Déjà, un autre courant voyait le jour à l’époque : aller à pied, ce qui était le symbole de la pauvreté, devint alors une mode courue des élites qui y voyaient une vertu opposée à la mollesse de ceux allant en voiture. La marche devient une pratique socialement valorisée pour des raisons d’hygiène corporelle, de clairvoyance de l’esprit, de contact avec le monde. Cela ne vous rappelle rien ? Discours immuable ?
Au XVIIIe siècle, la vitesse des engins a progressivement augmenté grâce à des améliorations d’ordre technique, les voitures s’allègent, les moteurs apparaissent leur permettant d’atteindre les 50 km/heure sur les boulevards. La ville dut enfin s’adapter en élargissant les rues, en important les trottoirs d’Angleterre, en alignant les portes cochères et les façades. La voiture transforme durablement le visage de la ville, jusqu’au boulevard périphérique.
De la même façon, la voiture automobile a pris tellement d’importance au cours du XXe siècle qu’elle en est même devenue incontournable. S’il ne fait aucun doute quant à la pollution induite par nos autos, supprimer purement et simplement les voitures intra-muros ne saura être une réussite si elle ne s’accompagne d’autres mesures comme la création de parcs de stationnement dont les tarifs ne s’approcheraient pas du prix d’une demi-jambe pour la journée. Anne Hidalgo reluquant néanmoins très souvent du côté du maire de Londres, Sadiq Khan, il ne faudrait pas qu’une furieuse envie d’un nouveau péage urbain ne s’impose à elle. Et pour le mettre où ce péage, juste à la limite du périphérique, comme ça les vaches seront bien gardées ?

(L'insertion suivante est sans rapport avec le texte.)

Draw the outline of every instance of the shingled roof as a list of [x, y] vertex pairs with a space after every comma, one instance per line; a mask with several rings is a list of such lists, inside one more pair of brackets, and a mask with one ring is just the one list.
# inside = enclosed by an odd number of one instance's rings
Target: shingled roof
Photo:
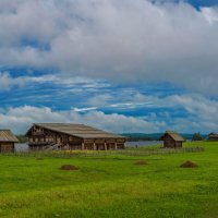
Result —
[[17, 143], [19, 140], [10, 130], [0, 130], [0, 142]]
[[182, 135], [173, 131], [166, 131], [166, 133], [160, 137], [160, 140], [162, 140], [166, 135], [170, 135], [170, 137], [172, 137], [177, 142], [185, 142]]
[[[121, 135], [108, 133], [84, 124], [73, 123], [34, 123], [35, 126], [45, 128], [55, 132], [73, 135], [81, 138], [124, 138]], [[28, 131], [29, 132], [29, 131]], [[28, 132], [26, 134], [28, 134]]]

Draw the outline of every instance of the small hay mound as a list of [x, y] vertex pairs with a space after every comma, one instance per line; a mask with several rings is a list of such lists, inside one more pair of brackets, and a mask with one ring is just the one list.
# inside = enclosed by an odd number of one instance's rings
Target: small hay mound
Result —
[[138, 160], [138, 161], [134, 162], [134, 165], [147, 165], [147, 161]]
[[43, 160], [44, 158], [41, 158], [41, 157], [36, 157], [36, 160]]
[[198, 166], [190, 160], [187, 160], [186, 162], [183, 162], [182, 165], [180, 165], [180, 167], [182, 168], [197, 168]]
[[61, 170], [78, 170], [78, 168], [73, 165], [62, 165], [60, 169]]

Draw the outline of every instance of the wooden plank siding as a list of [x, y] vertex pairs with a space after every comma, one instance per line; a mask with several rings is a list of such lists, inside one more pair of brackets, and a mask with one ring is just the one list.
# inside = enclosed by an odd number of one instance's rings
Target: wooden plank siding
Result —
[[14, 143], [19, 140], [10, 130], [0, 130], [0, 153], [13, 153]]
[[125, 138], [87, 125], [34, 124], [26, 133], [31, 149], [123, 149]]

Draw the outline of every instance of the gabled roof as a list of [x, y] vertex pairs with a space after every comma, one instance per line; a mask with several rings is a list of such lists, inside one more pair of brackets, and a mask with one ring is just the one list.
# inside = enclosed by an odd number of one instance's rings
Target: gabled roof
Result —
[[[45, 128], [55, 132], [64, 133], [80, 138], [124, 138], [121, 135], [108, 133], [92, 126], [74, 123], [34, 123], [35, 126]], [[28, 135], [31, 130], [26, 133]]]
[[0, 130], [0, 142], [17, 143], [19, 140], [10, 130]]
[[172, 137], [172, 140], [177, 142], [185, 142], [184, 137], [182, 137], [182, 135], [174, 131], [166, 131], [166, 133], [160, 137], [160, 140], [164, 140], [164, 137], [167, 135], [169, 135], [170, 137]]

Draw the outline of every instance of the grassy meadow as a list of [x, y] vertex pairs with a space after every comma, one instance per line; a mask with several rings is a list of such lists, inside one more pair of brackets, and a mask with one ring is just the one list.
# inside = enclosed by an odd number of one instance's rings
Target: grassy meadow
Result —
[[[218, 143], [185, 147], [204, 150], [0, 155], [0, 217], [216, 218]], [[198, 168], [180, 168], [186, 160]]]

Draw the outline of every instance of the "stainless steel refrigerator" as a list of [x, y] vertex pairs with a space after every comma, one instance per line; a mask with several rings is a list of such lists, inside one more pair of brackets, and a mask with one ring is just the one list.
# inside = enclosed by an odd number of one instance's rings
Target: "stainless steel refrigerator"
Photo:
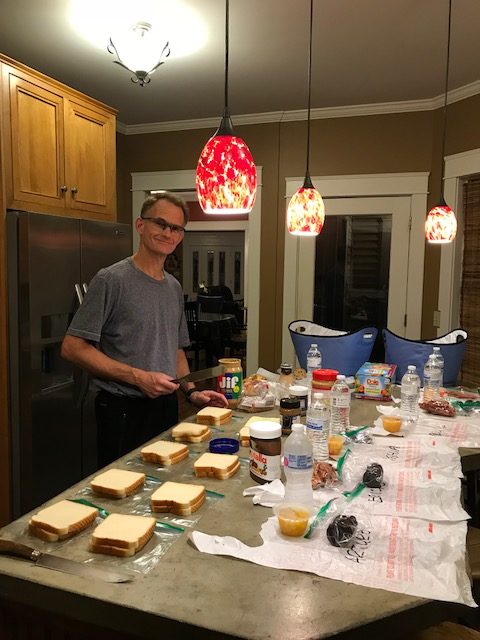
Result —
[[15, 518], [97, 468], [94, 392], [60, 348], [92, 277], [130, 253], [129, 225], [7, 212]]

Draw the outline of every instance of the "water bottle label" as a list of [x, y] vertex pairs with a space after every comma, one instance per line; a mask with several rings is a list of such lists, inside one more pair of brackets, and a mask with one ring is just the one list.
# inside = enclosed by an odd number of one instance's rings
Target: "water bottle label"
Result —
[[313, 466], [312, 456], [301, 454], [296, 455], [291, 453], [287, 456], [283, 456], [283, 464], [289, 469], [311, 469]]
[[322, 433], [325, 431], [325, 421], [320, 419], [312, 419], [307, 420], [307, 433], [309, 430], [315, 431], [316, 433]]
[[350, 393], [342, 393], [341, 396], [332, 396], [332, 407], [345, 409], [350, 406]]

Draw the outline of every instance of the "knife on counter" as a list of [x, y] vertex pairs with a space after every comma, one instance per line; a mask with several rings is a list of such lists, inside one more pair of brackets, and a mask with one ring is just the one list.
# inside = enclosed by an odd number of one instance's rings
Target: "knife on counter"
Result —
[[77, 576], [83, 576], [89, 580], [103, 580], [104, 582], [130, 582], [133, 576], [120, 571], [115, 571], [107, 567], [94, 567], [91, 564], [77, 562], [76, 560], [68, 560], [60, 556], [54, 556], [51, 553], [43, 553], [26, 544], [15, 542], [14, 540], [5, 540], [0, 538], [0, 554], [14, 556], [16, 558], [24, 558], [30, 560], [38, 567], [53, 569], [54, 571], [62, 571], [63, 573], [73, 573]]
[[221, 364], [216, 367], [210, 367], [208, 369], [200, 369], [200, 371], [193, 371], [181, 378], [175, 378], [172, 382], [181, 384], [182, 382], [199, 382], [200, 380], [208, 380], [209, 378], [216, 378], [225, 373], [225, 367]]

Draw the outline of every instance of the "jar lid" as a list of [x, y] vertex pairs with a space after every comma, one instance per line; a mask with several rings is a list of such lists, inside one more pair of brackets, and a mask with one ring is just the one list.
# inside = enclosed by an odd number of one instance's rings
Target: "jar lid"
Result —
[[288, 391], [292, 396], [308, 396], [308, 387], [304, 387], [301, 384], [292, 384], [288, 387]]
[[313, 380], [336, 380], [337, 376], [336, 369], [315, 369], [312, 371]]
[[236, 453], [240, 444], [235, 438], [215, 438], [210, 440], [208, 448], [211, 453]]
[[280, 398], [280, 409], [300, 409], [299, 398]]
[[270, 420], [259, 420], [250, 424], [250, 437], [259, 438], [260, 440], [271, 440], [279, 438], [282, 435], [282, 427], [279, 422], [270, 422]]

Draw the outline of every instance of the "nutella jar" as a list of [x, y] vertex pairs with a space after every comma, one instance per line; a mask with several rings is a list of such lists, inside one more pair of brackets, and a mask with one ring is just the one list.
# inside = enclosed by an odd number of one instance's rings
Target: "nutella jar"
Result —
[[230, 409], [236, 409], [240, 402], [243, 388], [243, 369], [239, 358], [221, 358], [218, 364], [225, 371], [217, 378], [217, 391], [223, 393]]
[[299, 415], [300, 400], [298, 398], [280, 399], [280, 424], [283, 436], [288, 436], [292, 433], [292, 424], [297, 422]]
[[250, 477], [265, 484], [282, 473], [282, 428], [278, 422], [259, 420], [250, 425]]

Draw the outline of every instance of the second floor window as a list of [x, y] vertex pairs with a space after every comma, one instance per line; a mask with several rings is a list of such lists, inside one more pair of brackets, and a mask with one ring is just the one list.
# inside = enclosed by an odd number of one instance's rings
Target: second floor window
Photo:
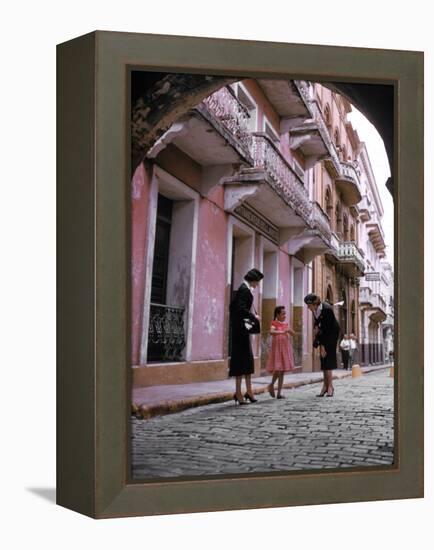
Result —
[[249, 113], [249, 130], [256, 132], [258, 129], [258, 106], [247, 88], [241, 82], [235, 82], [231, 85], [235, 97]]

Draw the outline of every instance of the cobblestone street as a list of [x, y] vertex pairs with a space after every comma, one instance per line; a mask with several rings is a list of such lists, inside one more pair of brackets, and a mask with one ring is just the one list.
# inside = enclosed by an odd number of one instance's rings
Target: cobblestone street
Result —
[[245, 407], [218, 403], [132, 420], [133, 478], [390, 465], [393, 379], [382, 370], [268, 394]]

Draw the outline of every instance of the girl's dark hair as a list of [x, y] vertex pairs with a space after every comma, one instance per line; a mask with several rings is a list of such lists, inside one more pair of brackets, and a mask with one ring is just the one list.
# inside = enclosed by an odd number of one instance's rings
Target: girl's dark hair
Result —
[[277, 306], [276, 308], [274, 308], [274, 320], [277, 319], [277, 316], [282, 311], [282, 309], [285, 309], [285, 306]]

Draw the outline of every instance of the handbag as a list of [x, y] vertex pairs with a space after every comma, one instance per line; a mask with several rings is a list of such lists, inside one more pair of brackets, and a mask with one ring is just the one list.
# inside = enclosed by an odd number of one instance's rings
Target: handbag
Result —
[[[253, 306], [253, 309], [256, 313], [255, 306]], [[256, 317], [254, 319], [250, 317], [248, 319], [243, 319], [243, 323], [248, 334], [259, 334], [261, 332], [261, 323]]]
[[258, 319], [243, 319], [243, 323], [249, 334], [259, 334], [261, 332], [261, 324]]

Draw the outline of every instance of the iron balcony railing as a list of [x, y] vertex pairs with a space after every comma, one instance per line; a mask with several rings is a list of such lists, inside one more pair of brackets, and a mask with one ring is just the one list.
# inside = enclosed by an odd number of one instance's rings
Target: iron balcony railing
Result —
[[185, 347], [183, 307], [151, 303], [148, 361], [180, 361]]

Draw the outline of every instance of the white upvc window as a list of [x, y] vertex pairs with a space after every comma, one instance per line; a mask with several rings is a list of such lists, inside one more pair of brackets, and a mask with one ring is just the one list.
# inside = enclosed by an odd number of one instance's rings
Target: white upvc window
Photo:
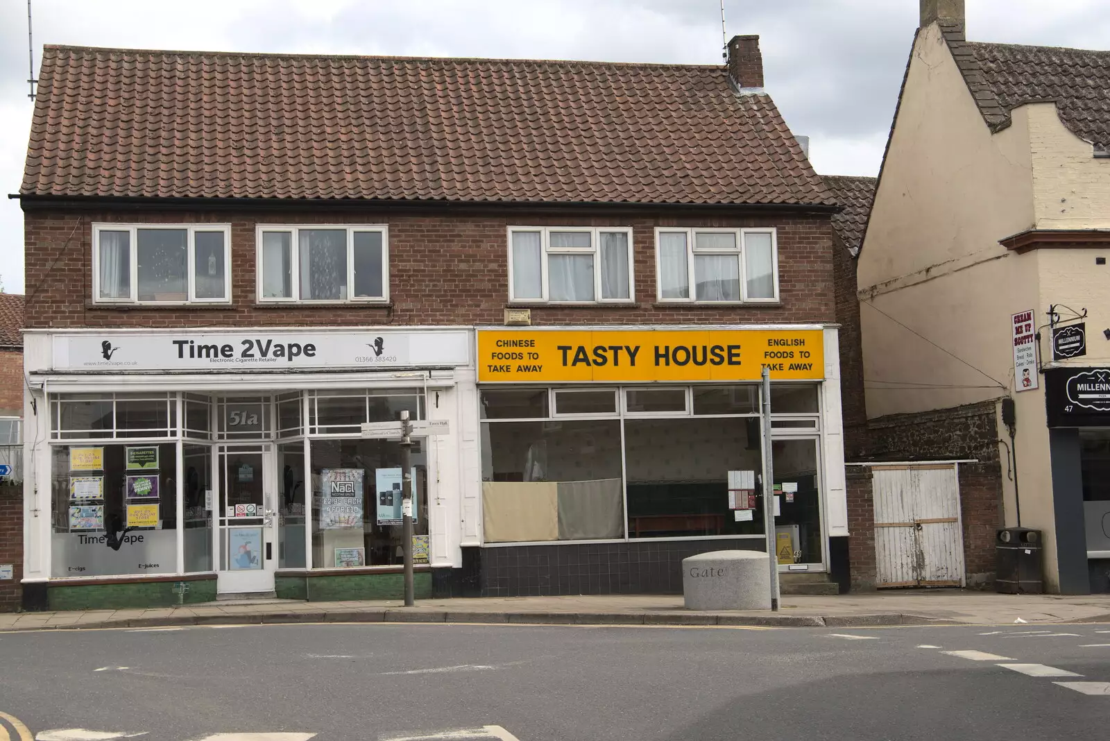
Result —
[[660, 302], [778, 301], [774, 229], [656, 229]]
[[385, 225], [258, 226], [260, 302], [386, 302]]
[[619, 226], [509, 226], [509, 301], [632, 302], [632, 230]]
[[229, 303], [230, 265], [228, 224], [92, 225], [97, 303]]

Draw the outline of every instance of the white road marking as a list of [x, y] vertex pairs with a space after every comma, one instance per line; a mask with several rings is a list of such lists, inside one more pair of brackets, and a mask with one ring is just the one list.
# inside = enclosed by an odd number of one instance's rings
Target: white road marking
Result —
[[996, 653], [986, 653], [983, 651], [941, 651], [941, 653], [947, 653], [948, 656], [957, 656], [961, 659], [971, 659], [972, 661], [1012, 661], [1009, 657], [998, 656]]
[[305, 653], [309, 659], [353, 659], [353, 653]]
[[455, 671], [486, 671], [496, 669], [484, 663], [464, 663], [457, 667], [437, 667], [435, 669], [410, 669], [408, 671], [383, 671], [382, 677], [394, 677], [397, 674], [450, 674]]
[[519, 741], [501, 725], [483, 725], [482, 728], [460, 729], [457, 731], [440, 731], [422, 735], [389, 735], [382, 741], [447, 741], [450, 739], [500, 739], [500, 741]]
[[309, 741], [315, 733], [213, 733], [196, 741]]
[[1110, 682], [1052, 682], [1083, 694], [1110, 694]]
[[51, 731], [41, 731], [34, 737], [36, 741], [111, 741], [111, 739], [133, 739], [137, 735], [147, 735], [147, 731], [141, 733], [124, 733], [121, 731], [90, 731], [84, 728], [56, 728]]
[[1046, 667], [1042, 663], [1000, 663], [998, 666], [1028, 674], [1029, 677], [1082, 677], [1082, 674], [1077, 674], [1073, 671]]

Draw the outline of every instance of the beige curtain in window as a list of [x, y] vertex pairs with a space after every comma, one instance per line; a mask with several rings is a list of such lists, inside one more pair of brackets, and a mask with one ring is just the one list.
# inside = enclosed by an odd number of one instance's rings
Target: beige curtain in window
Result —
[[486, 542], [558, 539], [558, 485], [554, 481], [484, 481]]

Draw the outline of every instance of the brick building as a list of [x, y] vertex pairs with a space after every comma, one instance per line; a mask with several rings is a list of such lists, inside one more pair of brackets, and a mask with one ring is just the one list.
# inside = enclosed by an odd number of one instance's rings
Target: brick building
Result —
[[[29, 607], [668, 592], [844, 569], [836, 200], [725, 65], [47, 47]], [[121, 91], [127, 91], [123, 94]], [[741, 504], [744, 498], [740, 498]]]
[[[23, 296], [0, 293], [0, 611], [20, 603], [23, 562]], [[7, 567], [11, 567], [9, 573]]]

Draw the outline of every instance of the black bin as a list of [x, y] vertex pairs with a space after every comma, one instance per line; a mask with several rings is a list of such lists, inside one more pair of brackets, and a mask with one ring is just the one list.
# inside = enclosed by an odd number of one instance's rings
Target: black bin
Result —
[[996, 591], [1002, 595], [1045, 593], [1040, 530], [1027, 527], [1003, 528], [996, 536], [995, 552]]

En attendant, dès le mois d’octobre, les quatre premiers arrondissements parisiens seront rendus aux piétons le premier dimanche du mois. De quoi faire de jolies ballades dans un relatif calme ambiant. Cela aura-t-il les répercussions attendues sur l’environnement ? Rien n’est moins sûr mais cela fera de belles photos dans les journaux.
Et, d’ici là, les choses sérieuses auront repris puisqu’Anne Hidalgo est déjà annoncée au Salon de l’auto qui démarre en grande pompe le 4 octobre 2018. Elle s’y retrouvera en bonne compagnie avec nombre d’édiles qui, comme elle, promettent un monde meilleur. Elle y croisera sans doute encore un fort aréopage gouvernemental.
Alice Delaleu
* Sondage Ville de Paris réalisé en août 2017 sur 1.127 conducteurs traversant l’hypercentre.